Our Hospitality; silent comedy, USA, 1923; D: Buster Keaton, John G. Blystone, S: Buster Keaton, Natalie Talmadge, Joe Roberts
In a small town somewhere in the American south, the Canfield and McKay family have been at feud for generations, even though nobody knows what they were arguing in the first place. When her husband gets killed by one of the Canfield members, Mrs. McKay decides to send her son, Willie, to live with her aunt in New York, far away from all this hate. However, as a grown man, Willie takes a train to return to his hometown, since he intends to inherit the McKay estate. He meets a girl there, Vriginia, and she invites him to her home - as it turns out, it is the home of the Canfield family. Since the tradition prohibits that they kill someone who is their guest, Willie decides to stay in the house for as long as possible. In the end, after a lot of troubles, he save Virginia from a waterfall, and they get married, effectively ending the feud.
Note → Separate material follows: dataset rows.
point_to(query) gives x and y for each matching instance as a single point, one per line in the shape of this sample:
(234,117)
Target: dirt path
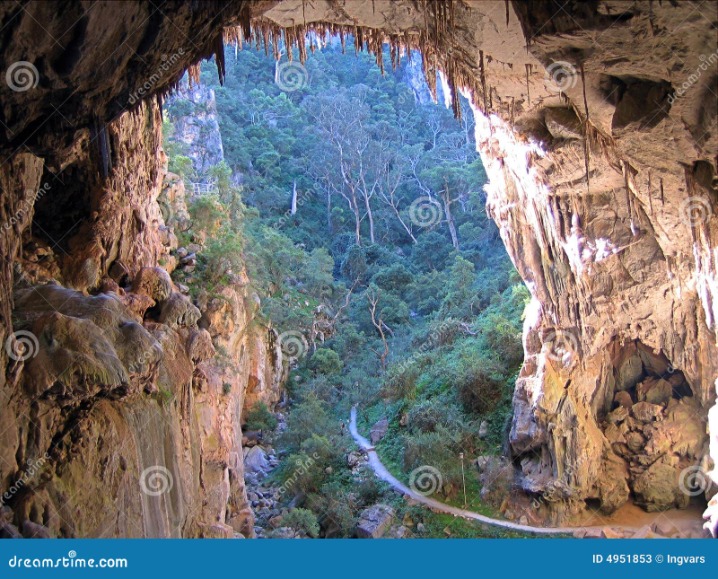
(381,471)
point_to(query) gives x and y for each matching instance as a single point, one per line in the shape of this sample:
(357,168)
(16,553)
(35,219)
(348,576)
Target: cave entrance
(69,191)
(359,207)
(655,426)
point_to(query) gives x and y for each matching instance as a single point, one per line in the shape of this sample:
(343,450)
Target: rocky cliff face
(120,418)
(199,130)
(597,125)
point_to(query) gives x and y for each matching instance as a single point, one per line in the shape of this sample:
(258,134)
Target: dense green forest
(358,211)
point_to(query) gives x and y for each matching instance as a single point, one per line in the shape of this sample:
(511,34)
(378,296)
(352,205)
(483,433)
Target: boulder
(563,123)
(647,412)
(374,521)
(483,429)
(255,461)
(657,488)
(378,431)
(623,398)
(353,459)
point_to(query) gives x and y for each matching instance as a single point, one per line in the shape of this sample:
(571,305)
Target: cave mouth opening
(656,429)
(381,191)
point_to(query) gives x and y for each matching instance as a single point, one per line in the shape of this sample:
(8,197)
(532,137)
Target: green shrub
(325,361)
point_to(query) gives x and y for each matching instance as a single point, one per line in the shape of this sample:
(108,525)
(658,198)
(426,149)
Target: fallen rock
(353,459)
(562,123)
(647,412)
(255,461)
(374,521)
(483,429)
(654,391)
(624,399)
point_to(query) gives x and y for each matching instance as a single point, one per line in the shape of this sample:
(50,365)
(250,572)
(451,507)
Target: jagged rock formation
(120,417)
(199,130)
(599,139)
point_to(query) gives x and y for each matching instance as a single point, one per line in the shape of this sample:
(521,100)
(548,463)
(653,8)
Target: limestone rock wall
(119,416)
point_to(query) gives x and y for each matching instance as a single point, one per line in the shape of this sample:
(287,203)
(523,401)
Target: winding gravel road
(381,471)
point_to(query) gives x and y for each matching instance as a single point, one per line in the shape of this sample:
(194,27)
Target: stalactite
(586,140)
(219,58)
(433,41)
(650,197)
(482,72)
(100,137)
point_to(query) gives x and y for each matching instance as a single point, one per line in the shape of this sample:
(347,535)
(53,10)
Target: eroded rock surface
(599,140)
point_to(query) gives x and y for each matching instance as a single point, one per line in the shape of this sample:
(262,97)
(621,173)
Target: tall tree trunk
(330,227)
(367,204)
(446,198)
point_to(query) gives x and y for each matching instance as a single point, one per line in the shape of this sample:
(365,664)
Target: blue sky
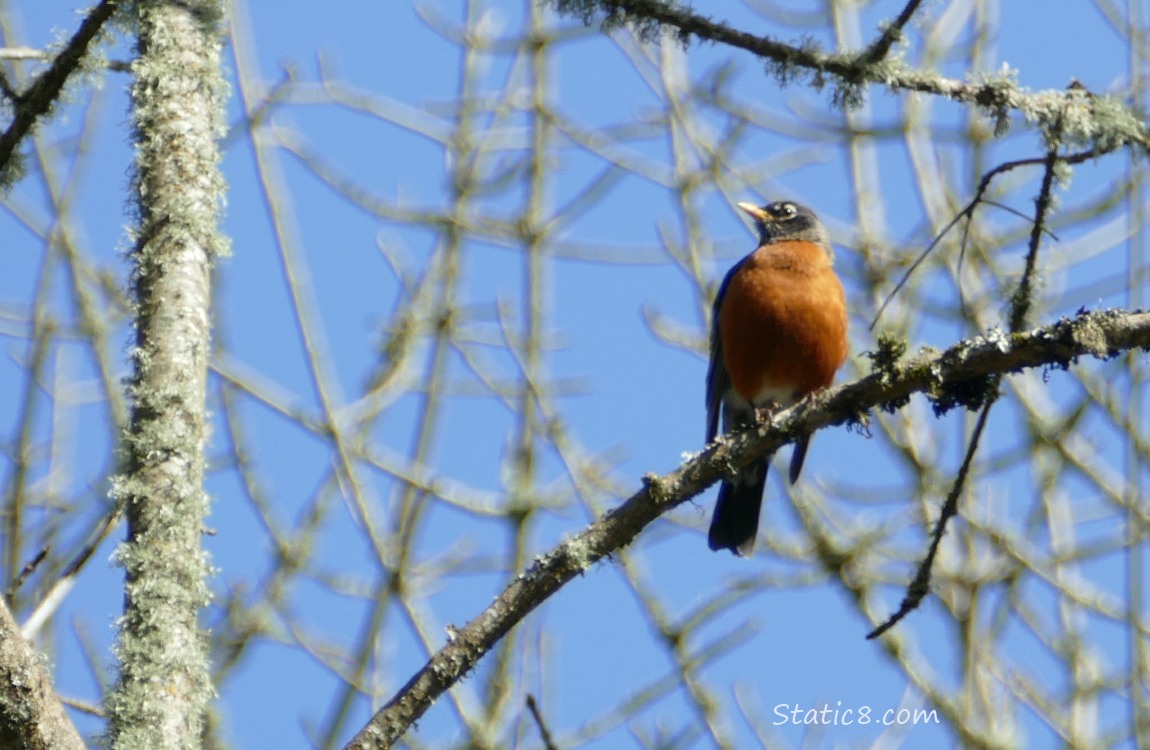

Even though it does not reach the creative heights of his best movies, such as "The General", "Steamboat Bill Jr." or "Sherlock, Jr.", "Our Hospitality" is still a very good comedy from one of the pioneers of the silent era, Buster Keaton, and is somewhere even regarded as a neglected comedy in his filmography. Actually, truth be told, the movie basically spaced out its entire storyline between just two highlights (the hilarious train trip with "flexible" rail track, which culminates with such absurd moments as the train and the waggons driving over a large "bump" on their path without problem or when the train even at one point continues driving on a road, needing no tracks what so ever (!); the spectacular stunt on the waterfall), while the middle is somewhat overstretched, with a couple of empty walks, yet the narrative is competent enough to pull it off in a very positive outcome, giving Keaton again room to demonstrate his inventive stunts and gags, as well as subtly sending a pacifist - and ironic - message of the pointless feud between two families united by love of their children, which can be interpreted as an allegory of numerous conflicts in history where two nations were battling each other and feeling animosity because it was their "tradition", even though nobody knows why they are still continuing it at all.